Não se sabe se as pessoas que divulgam essas ideias-implante têm plena consciência do que estão fazendo. Talvez – para usar uma metáfora contemporânea – os “desenvolvedores da Matrix” tenham alguma consciência disso tudo. Mas a consciência dos replicantes, neste como em outros casos, é irrelevante para explicar comportamentos coletivos. A interação entre iguais clusteriza e fecha os clusters. Assim como os fiéis de uma religião fundamentalista, eles vão confirmando e reconfirmando suas convicções por múltiplos laços de retroalimentação de reforço. A dimensão empírica, a exploração além dos limites das “impressões sensíveis”, é abolida como critério de investigação e validação. O que vale é a corroboração dos pares, em looping. Pronto: está formada a seita dos que professam a mesma fé – e isso basta! Porque para isso existem tais narrativas, não para descobrir ou inventar coisas novas.

A terra plana leva à sociedade fechada, não à sociedade aberta de Karl Popper (1945). Tudo que tem um fim delimitado, uma fronteira, fecha; tudo que interpõe um muro para interromper fluxos, fecha.

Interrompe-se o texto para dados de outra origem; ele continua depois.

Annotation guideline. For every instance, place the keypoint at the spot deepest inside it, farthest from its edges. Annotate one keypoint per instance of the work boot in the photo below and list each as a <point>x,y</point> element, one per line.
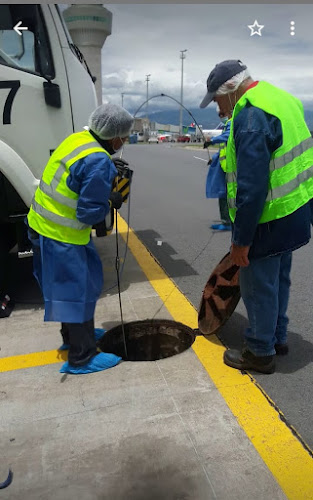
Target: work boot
<point>245,360</point>
<point>281,349</point>
<point>221,227</point>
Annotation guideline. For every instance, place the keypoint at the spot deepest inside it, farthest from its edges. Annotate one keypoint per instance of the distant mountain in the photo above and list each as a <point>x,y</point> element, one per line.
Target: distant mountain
<point>206,117</point>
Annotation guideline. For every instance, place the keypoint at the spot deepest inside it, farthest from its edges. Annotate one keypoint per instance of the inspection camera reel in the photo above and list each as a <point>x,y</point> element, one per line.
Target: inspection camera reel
<point>120,184</point>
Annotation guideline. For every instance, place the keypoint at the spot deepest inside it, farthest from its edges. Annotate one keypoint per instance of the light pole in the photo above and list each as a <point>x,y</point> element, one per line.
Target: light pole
<point>182,56</point>
<point>147,107</point>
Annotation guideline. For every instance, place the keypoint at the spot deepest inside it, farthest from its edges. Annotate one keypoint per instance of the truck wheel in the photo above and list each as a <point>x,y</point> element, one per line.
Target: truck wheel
<point>7,241</point>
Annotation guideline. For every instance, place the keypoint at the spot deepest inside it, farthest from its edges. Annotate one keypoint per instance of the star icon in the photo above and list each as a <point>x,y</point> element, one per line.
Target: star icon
<point>255,28</point>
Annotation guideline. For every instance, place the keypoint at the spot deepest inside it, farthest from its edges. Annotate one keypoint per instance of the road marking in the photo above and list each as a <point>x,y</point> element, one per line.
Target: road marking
<point>30,360</point>
<point>284,454</point>
<point>278,445</point>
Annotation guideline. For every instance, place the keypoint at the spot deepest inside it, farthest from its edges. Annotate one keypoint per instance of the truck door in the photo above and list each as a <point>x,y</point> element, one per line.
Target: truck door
<point>35,108</point>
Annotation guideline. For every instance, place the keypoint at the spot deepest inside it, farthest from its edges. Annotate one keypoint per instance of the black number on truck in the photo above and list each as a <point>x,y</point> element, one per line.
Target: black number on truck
<point>14,85</point>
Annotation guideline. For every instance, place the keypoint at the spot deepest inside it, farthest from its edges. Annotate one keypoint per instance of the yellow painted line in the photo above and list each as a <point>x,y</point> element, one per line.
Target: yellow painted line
<point>283,453</point>
<point>279,447</point>
<point>30,360</point>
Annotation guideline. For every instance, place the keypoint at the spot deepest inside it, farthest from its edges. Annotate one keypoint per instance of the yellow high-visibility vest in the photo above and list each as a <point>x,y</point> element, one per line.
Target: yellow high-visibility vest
<point>53,209</point>
<point>291,165</point>
<point>223,147</point>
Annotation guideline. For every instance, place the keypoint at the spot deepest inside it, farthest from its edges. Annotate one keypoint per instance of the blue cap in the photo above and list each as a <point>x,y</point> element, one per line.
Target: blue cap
<point>222,72</point>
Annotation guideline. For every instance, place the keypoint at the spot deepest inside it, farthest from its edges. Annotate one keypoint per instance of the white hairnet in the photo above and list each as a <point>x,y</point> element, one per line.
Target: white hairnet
<point>233,84</point>
<point>109,121</point>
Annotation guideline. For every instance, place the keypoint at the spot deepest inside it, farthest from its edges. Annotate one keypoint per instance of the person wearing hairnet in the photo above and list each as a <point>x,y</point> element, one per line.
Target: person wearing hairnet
<point>269,179</point>
<point>74,194</point>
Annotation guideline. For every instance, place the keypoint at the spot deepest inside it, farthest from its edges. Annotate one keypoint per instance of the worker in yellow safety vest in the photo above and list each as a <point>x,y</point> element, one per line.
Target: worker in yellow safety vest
<point>75,193</point>
<point>269,177</point>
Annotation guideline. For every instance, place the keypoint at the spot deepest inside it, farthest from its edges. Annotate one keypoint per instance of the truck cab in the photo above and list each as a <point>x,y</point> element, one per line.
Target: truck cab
<point>46,93</point>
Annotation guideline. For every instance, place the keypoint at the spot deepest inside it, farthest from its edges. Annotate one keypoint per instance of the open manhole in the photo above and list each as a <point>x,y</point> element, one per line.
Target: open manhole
<point>148,340</point>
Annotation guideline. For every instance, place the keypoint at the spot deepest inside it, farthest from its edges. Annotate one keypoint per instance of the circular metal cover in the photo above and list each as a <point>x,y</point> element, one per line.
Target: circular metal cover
<point>220,296</point>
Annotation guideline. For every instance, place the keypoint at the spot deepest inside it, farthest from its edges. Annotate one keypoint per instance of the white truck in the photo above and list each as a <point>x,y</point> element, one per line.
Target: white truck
<point>46,93</point>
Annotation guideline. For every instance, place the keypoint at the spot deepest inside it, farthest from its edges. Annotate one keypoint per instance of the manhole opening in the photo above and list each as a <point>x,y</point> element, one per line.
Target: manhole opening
<point>148,340</point>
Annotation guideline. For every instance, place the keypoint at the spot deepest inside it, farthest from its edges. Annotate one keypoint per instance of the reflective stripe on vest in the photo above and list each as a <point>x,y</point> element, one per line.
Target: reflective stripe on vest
<point>53,209</point>
<point>58,219</point>
<point>223,148</point>
<point>291,165</point>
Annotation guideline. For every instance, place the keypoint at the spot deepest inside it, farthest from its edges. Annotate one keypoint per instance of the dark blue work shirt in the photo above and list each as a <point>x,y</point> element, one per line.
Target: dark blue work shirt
<point>257,135</point>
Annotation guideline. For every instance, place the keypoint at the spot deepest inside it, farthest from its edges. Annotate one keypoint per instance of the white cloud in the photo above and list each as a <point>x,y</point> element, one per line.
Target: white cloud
<point>147,39</point>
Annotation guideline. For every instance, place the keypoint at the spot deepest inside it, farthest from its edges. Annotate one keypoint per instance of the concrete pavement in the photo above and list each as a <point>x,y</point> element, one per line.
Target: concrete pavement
<point>139,431</point>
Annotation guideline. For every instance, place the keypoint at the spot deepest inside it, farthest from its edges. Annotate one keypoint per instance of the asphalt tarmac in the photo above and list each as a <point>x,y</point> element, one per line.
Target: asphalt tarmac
<point>171,215</point>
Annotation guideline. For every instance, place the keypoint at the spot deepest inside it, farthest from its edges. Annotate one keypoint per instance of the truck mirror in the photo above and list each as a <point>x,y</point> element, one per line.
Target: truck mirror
<point>52,94</point>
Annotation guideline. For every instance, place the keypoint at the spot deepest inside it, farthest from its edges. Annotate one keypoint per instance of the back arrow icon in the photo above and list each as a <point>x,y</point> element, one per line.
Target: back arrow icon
<point>18,27</point>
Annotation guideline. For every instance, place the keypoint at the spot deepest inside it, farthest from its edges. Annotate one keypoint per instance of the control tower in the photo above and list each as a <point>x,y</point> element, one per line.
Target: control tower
<point>89,25</point>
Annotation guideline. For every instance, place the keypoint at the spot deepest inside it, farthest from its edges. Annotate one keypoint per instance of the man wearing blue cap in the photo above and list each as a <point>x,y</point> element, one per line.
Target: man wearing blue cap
<point>269,177</point>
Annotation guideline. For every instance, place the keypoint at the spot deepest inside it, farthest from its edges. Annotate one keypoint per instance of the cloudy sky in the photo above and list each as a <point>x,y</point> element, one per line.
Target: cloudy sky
<point>148,39</point>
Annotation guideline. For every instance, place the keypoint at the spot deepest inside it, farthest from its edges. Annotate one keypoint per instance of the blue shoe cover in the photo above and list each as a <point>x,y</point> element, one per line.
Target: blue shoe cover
<point>221,227</point>
<point>64,347</point>
<point>100,362</point>
<point>99,332</point>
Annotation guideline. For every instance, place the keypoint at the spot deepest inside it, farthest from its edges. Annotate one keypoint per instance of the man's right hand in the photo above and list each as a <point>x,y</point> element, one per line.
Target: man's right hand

Funciona como aquelas crenças tribais, míticas, do patriarcalismo dório que ainda revivesciam em Creta e em Esparta e que eram esposadas pelos que odiavam a democracia nascente em Atenas (e que, no caso dos honestíssimos autocratas espartanos, os levaram a apoiar três golpes sangrentos contra o regime de Clístenes, Efialtes e Péricles: em 411, 404 e 401 a.C.).

Por último, a imagem da terra plana se sintoniza com o antiglobalismo. Chega a ser engraçado de tão óbvio: se o globo é esférico… vamos planificá-lo (novamente num duplo sentido).

Querendo ou não seus sectários fiéis, a hipótese delirante da terra plana é funcional para a cruzada de fazer o mundo retrogradar e mergulhar em uma das dark ages que nos assombraram em algum lugar do passado.